Ten minutes later he caught up to her, regarding her unsympathetically as she huffed and wheezed. Running was not a skill that Mikayla had nurtured back on Earth. “Hah . . ah . . how much further is it to Cliffwatch again?”
“Four hours,”
“Oh, great,”
“Don’t worry. We’ll catch up to whoever that was. And, honestly, you shouldn’t assume that was a person from your world, just because they had some kind of high-speed transport Core that resembled something from a world like yours. I know that sometimes Stranded people decide to stay here rather than go home, and share their knowledge to help in the fight against the Kaijus. That ‘car’ may have been made based on that knowledge, but we can’t assume the person driving it isn’t just a courier who got issued a Car Core,”
Mikayla turned that over in her mind. “I guess that makes sense. Damnit. But still, that means someone in this world knows what a car is and how to make them, so if I ask around the Goliath Guard leadership enough, eventually I’ll find them. That’s something. Right?”
“Yeah, it sure is,” Keldryn didn’t seem convinced, but nodded regardless.
“Alright. Same plan, new objective. The next stop is Branch Master Lahlee,”
<=====}—o
Branch Master Lahlee fumed as she shut off the Pearl of Sports Car and re-entered Cliffwatch, a package gripped in her arms.
Just because she’d confiscated Anza Black’s Core Controller and Cores, including the brand-new transportation Core that fetched a hefty price on the market, didn’t mean she was suddenly obligated to play courier! So that damn blue snob needed more materials to build his project underground. And sure, she was the only one with the Mana pool to make the trip - who wasn’t otherwise occupied, at least.
Waving the guards over, she dumped the strange machine that looked like an oven into their arms. “Take this to the pit. Now!”
“A-aye, aye, ma’am!”
She gritted her teeth and forced herself to let go of her emotions. It was for the greater good. Her nerves were raw because, ever since Anza had been captured, she’d been counting the minutes until Wujing or someone in league with him sent a task force to investigate. Lahlee and her new friends were good, but if the Goliath Guard brought its full might to bear they would be crushed, no ifs, ands or buts about it.

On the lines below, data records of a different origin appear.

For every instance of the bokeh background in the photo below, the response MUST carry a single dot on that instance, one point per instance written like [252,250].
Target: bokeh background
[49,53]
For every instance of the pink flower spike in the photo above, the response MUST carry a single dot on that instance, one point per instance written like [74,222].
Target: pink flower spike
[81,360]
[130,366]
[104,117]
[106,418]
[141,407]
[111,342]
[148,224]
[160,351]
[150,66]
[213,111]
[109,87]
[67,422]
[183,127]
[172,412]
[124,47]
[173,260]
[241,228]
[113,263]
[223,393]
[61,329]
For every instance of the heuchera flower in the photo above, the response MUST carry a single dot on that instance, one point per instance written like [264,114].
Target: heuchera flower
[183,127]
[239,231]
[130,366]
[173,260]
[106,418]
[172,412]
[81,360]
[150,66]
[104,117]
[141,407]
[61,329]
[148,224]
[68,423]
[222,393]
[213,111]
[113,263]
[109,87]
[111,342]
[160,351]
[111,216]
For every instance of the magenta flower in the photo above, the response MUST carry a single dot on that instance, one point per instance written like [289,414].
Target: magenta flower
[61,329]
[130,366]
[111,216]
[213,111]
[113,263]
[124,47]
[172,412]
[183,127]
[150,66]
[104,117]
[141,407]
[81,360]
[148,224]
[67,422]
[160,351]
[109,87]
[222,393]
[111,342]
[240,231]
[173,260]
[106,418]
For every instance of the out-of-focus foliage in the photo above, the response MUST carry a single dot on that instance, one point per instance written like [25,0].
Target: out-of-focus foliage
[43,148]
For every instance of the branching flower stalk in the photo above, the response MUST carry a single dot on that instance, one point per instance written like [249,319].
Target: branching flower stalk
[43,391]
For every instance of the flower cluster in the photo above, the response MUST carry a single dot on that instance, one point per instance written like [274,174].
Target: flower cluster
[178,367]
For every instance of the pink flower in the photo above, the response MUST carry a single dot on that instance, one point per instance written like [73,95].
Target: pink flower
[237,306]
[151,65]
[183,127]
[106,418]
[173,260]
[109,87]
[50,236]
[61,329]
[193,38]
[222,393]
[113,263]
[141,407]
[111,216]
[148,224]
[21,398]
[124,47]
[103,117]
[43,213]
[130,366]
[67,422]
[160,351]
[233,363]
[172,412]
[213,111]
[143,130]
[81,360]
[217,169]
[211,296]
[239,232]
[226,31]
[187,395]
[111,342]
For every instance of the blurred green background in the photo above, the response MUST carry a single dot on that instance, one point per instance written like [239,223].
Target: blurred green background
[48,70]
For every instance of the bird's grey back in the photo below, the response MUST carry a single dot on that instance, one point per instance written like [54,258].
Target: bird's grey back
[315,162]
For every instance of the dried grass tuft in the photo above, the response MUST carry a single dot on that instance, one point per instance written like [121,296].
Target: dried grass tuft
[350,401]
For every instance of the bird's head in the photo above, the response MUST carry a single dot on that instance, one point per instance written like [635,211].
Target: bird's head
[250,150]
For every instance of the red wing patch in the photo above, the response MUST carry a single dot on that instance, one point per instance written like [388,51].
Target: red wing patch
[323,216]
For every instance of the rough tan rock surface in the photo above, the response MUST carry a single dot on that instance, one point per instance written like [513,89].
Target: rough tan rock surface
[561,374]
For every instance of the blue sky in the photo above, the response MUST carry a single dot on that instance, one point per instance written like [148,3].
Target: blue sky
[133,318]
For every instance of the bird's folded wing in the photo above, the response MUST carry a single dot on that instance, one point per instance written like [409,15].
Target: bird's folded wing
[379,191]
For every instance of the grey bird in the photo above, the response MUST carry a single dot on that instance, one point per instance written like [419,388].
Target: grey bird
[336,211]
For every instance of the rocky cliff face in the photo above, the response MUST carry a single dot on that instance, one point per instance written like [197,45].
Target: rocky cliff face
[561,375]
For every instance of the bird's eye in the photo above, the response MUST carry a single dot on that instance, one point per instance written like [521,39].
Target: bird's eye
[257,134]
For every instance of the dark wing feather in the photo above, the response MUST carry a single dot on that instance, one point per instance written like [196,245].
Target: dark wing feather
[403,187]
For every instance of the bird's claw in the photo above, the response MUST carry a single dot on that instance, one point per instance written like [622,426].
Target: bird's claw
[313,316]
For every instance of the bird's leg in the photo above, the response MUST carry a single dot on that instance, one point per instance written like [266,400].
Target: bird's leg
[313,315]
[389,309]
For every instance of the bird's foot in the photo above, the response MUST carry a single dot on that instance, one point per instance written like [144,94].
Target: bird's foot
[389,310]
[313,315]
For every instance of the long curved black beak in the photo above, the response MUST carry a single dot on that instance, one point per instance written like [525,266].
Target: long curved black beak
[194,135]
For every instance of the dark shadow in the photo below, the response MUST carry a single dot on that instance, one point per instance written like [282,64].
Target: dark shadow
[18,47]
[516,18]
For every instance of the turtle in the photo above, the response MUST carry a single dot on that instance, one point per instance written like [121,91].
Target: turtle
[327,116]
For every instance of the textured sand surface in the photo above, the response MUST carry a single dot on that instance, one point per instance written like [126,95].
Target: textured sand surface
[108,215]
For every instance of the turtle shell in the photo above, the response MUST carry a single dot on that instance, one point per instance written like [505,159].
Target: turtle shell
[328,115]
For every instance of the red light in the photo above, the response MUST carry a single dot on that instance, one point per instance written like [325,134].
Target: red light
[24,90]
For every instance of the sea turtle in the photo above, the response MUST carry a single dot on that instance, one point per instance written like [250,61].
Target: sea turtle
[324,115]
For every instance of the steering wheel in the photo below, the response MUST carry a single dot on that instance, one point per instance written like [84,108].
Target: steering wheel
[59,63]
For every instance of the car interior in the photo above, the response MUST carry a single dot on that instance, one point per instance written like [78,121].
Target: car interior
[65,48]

The sooner the Regressors finished their work, the sooner she could leave behind the office that felt more and more like a prison by the day. So if whatever this strange thing she’d been sent to fetch helped with that, then she would swallow her pride and do grunt work.
<=====}—o
“Keldie, please tell me that’s it,” Mikayla pleaded.

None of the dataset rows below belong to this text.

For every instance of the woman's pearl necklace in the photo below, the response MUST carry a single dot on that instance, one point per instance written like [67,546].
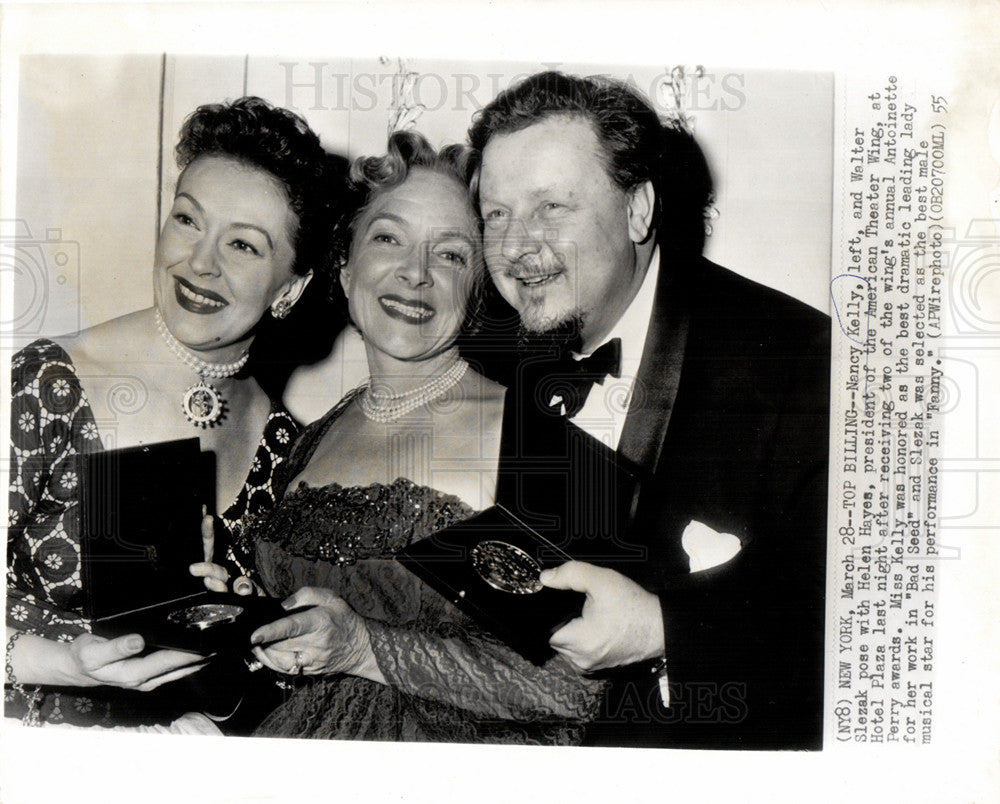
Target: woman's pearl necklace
[383,407]
[203,405]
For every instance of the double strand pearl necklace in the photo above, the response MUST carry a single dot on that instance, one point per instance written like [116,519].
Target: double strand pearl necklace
[203,405]
[383,407]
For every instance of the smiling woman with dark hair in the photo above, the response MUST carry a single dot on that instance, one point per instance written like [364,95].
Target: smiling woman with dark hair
[250,225]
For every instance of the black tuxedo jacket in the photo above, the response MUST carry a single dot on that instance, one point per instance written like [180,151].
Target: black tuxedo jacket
[729,426]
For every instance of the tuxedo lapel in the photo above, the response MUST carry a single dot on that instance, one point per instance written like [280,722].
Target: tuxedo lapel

“That’s it,” Keldryn confirmed.
They could finally see, in the distance, a village built into the side of a cliff, with a large structure at its base and smaller buildings stacked on top of one another, growing up the cliffside like vines.
“Cliffwatch. Finally. Civilisation at long last,”
They drew closer, and Mikayla was already fantasising about being able to sleep in a bed, with four solid walls around her, and eat food that had been cooked properly and wasn’t just Kaiju meat seasoned with whatever berries and herbs they’d scrounged up.
“Huh, that’s odd,” Keldryn suddenly murmured.
“What’s wrong?”
“I just tried to check my Global Map, but it didn’t work,” He paused, backtracking. “You remember that message, the one about functionalities being unavailable because we’re outside the range of Ataraxia Nodes?”
“Of course, why?”
“There’s a Node in Cliffwatch. We should be within range by now. Actually, we should have been in range for the past two hours. There must be something wrong with the Node,” Keldeyn frowned.
Mikayla rubbed her chin thoughtfully. “I have a weird feeling like you just pulled a Chekov’s gun on us,”
“What happened to ‘no more making references I don’t understand?” Keldryn’s tone was as dull as ever, but Mikayla suspected he might have been trying to tease her.
“Alright, what’s your vernacular for a situation where someone observes something that’s probably going to be trouble later?”
Keldryn’s ears pricked up as he considered the request. “A good reason to turn around and walk away,”
A sigh escaped her throat. “Well, I’m not going back to the Spear after coming this far. Bring it on,” Mikayla determined.